Avec La Prédication de saint Jean-Baptiste, on est dans une démarche résolument protestante chez Bruegel. Il y a déjà une allusion : on est dans la forêt, la ville est au loin. Autrement dit, on est en-dehors de la juridiction du pouvoir, et justement aux Pays-Bas, les protestants se réunissaient dans la forêt.

On a ensuite surtout Jean-Baptiste, qui annonce le Christ (ce qui est conté par Matthieu et Luc), et cette insistance sur le Christ de la part d’un peintre ne représentant jamais Marie est claire quant à son contenu.

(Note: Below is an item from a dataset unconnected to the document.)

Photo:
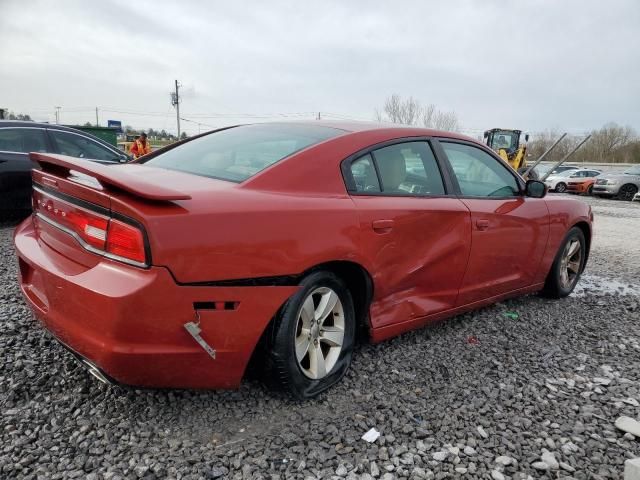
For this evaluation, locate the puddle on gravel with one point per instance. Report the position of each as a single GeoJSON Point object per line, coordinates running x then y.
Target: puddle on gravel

Jean-Baptiste n’est d’ailleurs lui-même qu’un parmi d’autres, dans l’esprit protestant de la communauté religieuse organisée où chacun en vaut un autre.

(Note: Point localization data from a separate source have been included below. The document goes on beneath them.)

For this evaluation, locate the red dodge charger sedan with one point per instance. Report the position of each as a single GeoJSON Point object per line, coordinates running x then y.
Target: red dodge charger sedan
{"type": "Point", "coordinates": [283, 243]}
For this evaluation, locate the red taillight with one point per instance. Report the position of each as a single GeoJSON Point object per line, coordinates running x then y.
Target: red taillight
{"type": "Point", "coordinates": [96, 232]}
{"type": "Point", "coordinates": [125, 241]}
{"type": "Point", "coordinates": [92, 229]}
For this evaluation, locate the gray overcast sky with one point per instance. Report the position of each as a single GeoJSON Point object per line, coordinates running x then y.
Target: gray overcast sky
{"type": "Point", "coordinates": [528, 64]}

Jésus est d’ailleurs présent, et autour de lui on a de nombreuses personnes regroupées.

C’est bien sûr une allusion aux protestants, qui s’unissent autour de Jésus, ayant compris son message.

Le reste de la foule est plus dispersée, plus désorganisée, elle observe mais elle n’exprime pas la même crainte, le même esprit de rassemblement.

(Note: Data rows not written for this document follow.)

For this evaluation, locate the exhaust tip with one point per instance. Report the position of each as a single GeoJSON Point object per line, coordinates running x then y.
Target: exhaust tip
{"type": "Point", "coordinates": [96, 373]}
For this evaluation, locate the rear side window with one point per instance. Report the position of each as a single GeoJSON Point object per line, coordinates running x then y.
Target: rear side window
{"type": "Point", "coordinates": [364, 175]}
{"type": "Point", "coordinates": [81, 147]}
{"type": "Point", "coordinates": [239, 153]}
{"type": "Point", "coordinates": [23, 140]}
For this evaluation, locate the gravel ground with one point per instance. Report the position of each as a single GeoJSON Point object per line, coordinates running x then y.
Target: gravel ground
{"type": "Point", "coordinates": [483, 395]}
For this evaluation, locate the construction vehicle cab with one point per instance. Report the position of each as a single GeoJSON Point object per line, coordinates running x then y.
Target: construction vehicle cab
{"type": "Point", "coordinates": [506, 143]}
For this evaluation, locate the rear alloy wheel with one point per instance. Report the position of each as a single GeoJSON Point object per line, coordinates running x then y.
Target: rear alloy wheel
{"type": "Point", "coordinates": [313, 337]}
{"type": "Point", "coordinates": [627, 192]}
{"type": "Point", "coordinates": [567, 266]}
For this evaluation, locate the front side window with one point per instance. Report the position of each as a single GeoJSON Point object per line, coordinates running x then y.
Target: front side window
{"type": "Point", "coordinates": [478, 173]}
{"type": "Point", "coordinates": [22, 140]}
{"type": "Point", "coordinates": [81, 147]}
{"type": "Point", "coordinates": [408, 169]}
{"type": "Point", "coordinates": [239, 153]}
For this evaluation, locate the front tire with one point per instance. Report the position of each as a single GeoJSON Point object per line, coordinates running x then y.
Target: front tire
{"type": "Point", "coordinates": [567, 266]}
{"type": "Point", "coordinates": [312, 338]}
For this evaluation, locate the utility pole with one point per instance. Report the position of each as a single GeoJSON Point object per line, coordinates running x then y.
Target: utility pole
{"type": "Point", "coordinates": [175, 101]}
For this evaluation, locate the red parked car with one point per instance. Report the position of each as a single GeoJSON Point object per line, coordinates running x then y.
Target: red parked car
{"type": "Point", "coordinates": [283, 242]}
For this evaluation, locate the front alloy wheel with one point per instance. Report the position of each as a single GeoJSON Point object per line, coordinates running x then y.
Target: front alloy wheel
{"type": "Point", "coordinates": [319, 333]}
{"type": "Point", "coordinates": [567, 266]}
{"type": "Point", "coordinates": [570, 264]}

Cela montre ce qui reste à effectuer niveau prêche, niveau éducation.

Et on a dans la foule des surprises justement. On trouve un pèlerin de Saint-Jacques de Compostelle, des asiatiques dont un diseur de bonne aventure lisant dans une main…

On a également un Turc, des Juifs… Des valides, des infirmes, des nobles et des paysans, des villageois et des soldats… On devine facilement que pour ceux en hauteur, leurs privilèges les éloignent du message du Christ.

Le propos suivant est raconté par Matthieu :

21 Jésus lui dit: Si tu veux être parfait, va, vends ce que tu possèdes, donne-le aux pauvres, et tu auras un trésor dans le ciel. Puis viens, et suis-moi.

22 Après avoir entendu ces paroles, le jeune homme s’en alla tout triste; car il avait de grands biens.

23 Jésus dit à ses disciples: Je vous le dis en vérité, un riche entrera difficilement dans le royaume des cieux.

24 Je vous le dis encore, il est plus facile à un chameau de passer par le trou d’une aiguille qu’à un riche d’entrer dans le royaume de Dieu.

On notera que le tableau date de 1556, année où Philippe II d’Espagne tenta particulièrement de réprimer le protestantisme aux Pays-Bas. Il s’ensuivit une transformation des sermons dans les forêts en opérations visant des centaines d’églises, avec la destruction de leur iconographie considérée comme un culte idolâtre et irrationnel.

C’est le début du processus qui va amener une vaste révolte nationale néerlandaise, qui échouera cependant dans une partie du pays. À la suite de la guerre de quatre-vingts ans, les sept provinces du Nord donneront les Pays-Bas, le reste formera la Belgique, mais également le Luxembourg, et ce qui est le Nord-Pas-de-Calais en France.

Enfin comme on le sait, Jésus s’est également fait baptiser dans l’eau par Jean. On lit dans Luc :

16 Il répondit à tous : Moi je vous baptise dans l’eau. Mais quelqu’un va venir, qui est plus puissant que moi. Je ne suis même pas digne de dénouer la lanière de ses sandales. Lui, il vous baptisera dans le Saint-Esprit et le feu.

17 Il tient en main sa pelle à vanner, pour nettoyer son aire de battage, et il amassera le blé dans son grenier. Quant à la bale, il la brûlera dans un feu qui ne s’éteindra pas.

18 Jean adressait encore beaucoup d’autres recommandations au peuple et lui annonçait la Bonne Nouvelle de évangile.

19 Mais il reprocha au gouverneur Hérode d’avoir épousé Hérodiade, la femme de son demi-frère, et d’avoir commis beaucoup d’autres méfaits. 20 Hérode ajouta encore à tous ses crimes celui de faire emprisonner Jean.

21 Tout le peuple venait se faire baptiser, et Jésus fut aussi baptisé. Or, pendant qu’il priait, le ciel s’ouvrit

22 et le Saint-Esprit descendit sur lui, sous une forme corporelle, comme une colombe.

Une voix retentit alors du ciel : Tu es mon Fils bien-aimé, tu fais toute ma joie.

Or, si on regarde bien, dans le tableau, on a un baptême. La boucle est bouclée.